Il condizionale è sintomatico del tono complessivo tra denuncia, monito, solidarietà  umana e rammarico politico che segna l’intero suo discorso, rivolto nella rotonda centrale del carcere a una rappresentativa di detenuti, agenti, operatori e volontari. Napolitano richiama la condanna «mortificante» inflittaci dall’Europa per le condizioni delle nostre carceri e che mina «il prestigio e l’onore dell’Italia». Stigmatizza — e fa effetto sentirlo dire dal presidente della Repubblica in persona — la «perdurante incapacità  del nostro Stato a realizzare un sistema rispettoso dell’articolo 27 della Costituzione»: non solo per il sovraffollamento dei quasi 67mila detenuti in Italia contro 46mila posti teorici con tutto quel che ne segue, degrado umano e suicidi compresi, ma più in generale per la «mancata attuazione delle regole penitenziarie europee». Rivendica di averci provato e punta il dito contro quanti — in pratica tutti — non l’hanno ascoltato: «Ho colto ogni occasione per denunciare l’insostenibilità  della condizione delle carceri. Avrei auspicato che i miei appelli fossero raccolti in misura maggiore: ma vi assicuro — sottolinea — che è accaduto lo stesso anche per molti altri da me lanciati».

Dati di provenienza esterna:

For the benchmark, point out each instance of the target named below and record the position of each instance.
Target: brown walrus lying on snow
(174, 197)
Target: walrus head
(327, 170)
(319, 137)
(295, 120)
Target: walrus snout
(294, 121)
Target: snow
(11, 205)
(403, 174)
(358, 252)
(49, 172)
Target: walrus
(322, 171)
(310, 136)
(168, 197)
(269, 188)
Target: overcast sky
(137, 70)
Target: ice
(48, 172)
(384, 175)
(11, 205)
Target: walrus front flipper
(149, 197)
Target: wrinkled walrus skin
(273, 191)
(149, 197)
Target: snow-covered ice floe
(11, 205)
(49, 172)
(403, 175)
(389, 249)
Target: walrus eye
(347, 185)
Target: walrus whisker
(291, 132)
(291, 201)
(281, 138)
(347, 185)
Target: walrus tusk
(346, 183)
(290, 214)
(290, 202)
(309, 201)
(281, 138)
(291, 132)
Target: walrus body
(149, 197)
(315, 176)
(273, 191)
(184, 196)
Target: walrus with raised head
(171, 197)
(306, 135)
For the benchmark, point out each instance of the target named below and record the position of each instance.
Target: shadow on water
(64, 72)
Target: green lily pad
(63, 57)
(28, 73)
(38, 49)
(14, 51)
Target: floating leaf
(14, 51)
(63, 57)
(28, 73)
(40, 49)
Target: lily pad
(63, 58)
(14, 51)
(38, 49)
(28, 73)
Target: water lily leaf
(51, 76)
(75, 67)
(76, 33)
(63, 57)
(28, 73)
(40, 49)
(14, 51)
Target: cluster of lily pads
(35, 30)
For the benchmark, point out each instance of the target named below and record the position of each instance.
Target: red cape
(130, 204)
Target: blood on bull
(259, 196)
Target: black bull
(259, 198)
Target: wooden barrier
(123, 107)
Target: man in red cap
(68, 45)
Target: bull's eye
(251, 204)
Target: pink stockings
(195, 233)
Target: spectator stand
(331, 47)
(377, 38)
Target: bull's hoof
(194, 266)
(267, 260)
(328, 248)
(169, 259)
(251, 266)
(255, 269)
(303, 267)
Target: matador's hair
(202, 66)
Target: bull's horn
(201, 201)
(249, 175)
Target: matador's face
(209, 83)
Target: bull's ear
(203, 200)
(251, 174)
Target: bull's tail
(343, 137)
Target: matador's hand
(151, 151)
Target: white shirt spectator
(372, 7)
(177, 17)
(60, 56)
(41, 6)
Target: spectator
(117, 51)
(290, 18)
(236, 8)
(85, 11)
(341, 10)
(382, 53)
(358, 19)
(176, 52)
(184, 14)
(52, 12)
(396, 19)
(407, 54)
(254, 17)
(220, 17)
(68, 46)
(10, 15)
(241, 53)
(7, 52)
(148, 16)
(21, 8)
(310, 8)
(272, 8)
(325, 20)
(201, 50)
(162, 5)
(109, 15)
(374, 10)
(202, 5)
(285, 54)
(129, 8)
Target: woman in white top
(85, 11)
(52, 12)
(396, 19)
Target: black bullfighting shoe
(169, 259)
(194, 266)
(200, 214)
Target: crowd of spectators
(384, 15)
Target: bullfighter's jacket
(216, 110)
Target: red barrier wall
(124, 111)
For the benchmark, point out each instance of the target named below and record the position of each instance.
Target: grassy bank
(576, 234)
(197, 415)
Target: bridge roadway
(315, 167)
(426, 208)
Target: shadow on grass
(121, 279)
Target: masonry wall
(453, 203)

Prima di lui parlano la direttrice del carcere Gloria Manzelli e il capo del Dipartimento amministrazione penitenziaria Giovanni Tamburino, che mettono sul piatto la drammaticità  della situazione oggettiva e gli sforzi quotidiani di chi cerca di fronteggiarla ogni giorno. Poi è la volta di due detenuti, Francesco Fusano e la francese Marie Helene Ponge: «Se un uomo viene messo nelle giuste condizioni può cambiare», gli dicono. E a nome di tutti gli consegnano un quadro, un set da scrivania e due sciarpe fatte a mano per lui e la moglie Clio. Il presidente ascolta tutti, rilancia la palla al Parlamento che verrà  ed è qui che si commuove evocando le «umane sofferenze di cui lo Stato repubblicano deve farsi carico con quella determinazione, coerenza e continuità  che finora purtroppo non ha mostrato». «Non intendo dire nulla che possa anche solo apparire un’interferenza», precisa, ma «confido che la mia testimonianza e le mie parole di oggi possano essere raccolte da chi mi succederà  e da tutte le istituzioni rappresentative, a cominciare dal Parlamento che sta per essere eletto». Nel corso della visita al sesto raggio — il più disastrato dell’istituto — non si risparmia nulla: le celle, i bagni, tante mani strette, alcuni gli lasciano una lettera.
All’uscita va incontro all’europarlamentare Marco Cappato, alla testa di un presidio di Radicali che gridano «amnistia». Fosse stato per lui «anche dieci volte», dice, ma «serve un consenso parlamentare che è mancato». «La cosa cui tuttavia non mi posso arrendere — prosegue — è che si dica: “amnistia o nulla”. Ci sono altre cose che si possono fare, e bisogna fare tutto quello che è possibile». E lui promette che continuerà  a provarci da parlamentare: «Fino a quando avrò un po’ di energia mi batterò per questo. Posso fare ancora molte cose». Qualcuno gli riassume tutte le altre riforme da lui invocate e non fatte. «Questi sono i limiti di un presidente in un sistema non presidenziale — conclude lui — e nemmeno io vorrei lo diventasse. Ma, vi prego: non mi ricordate le mie delusioni».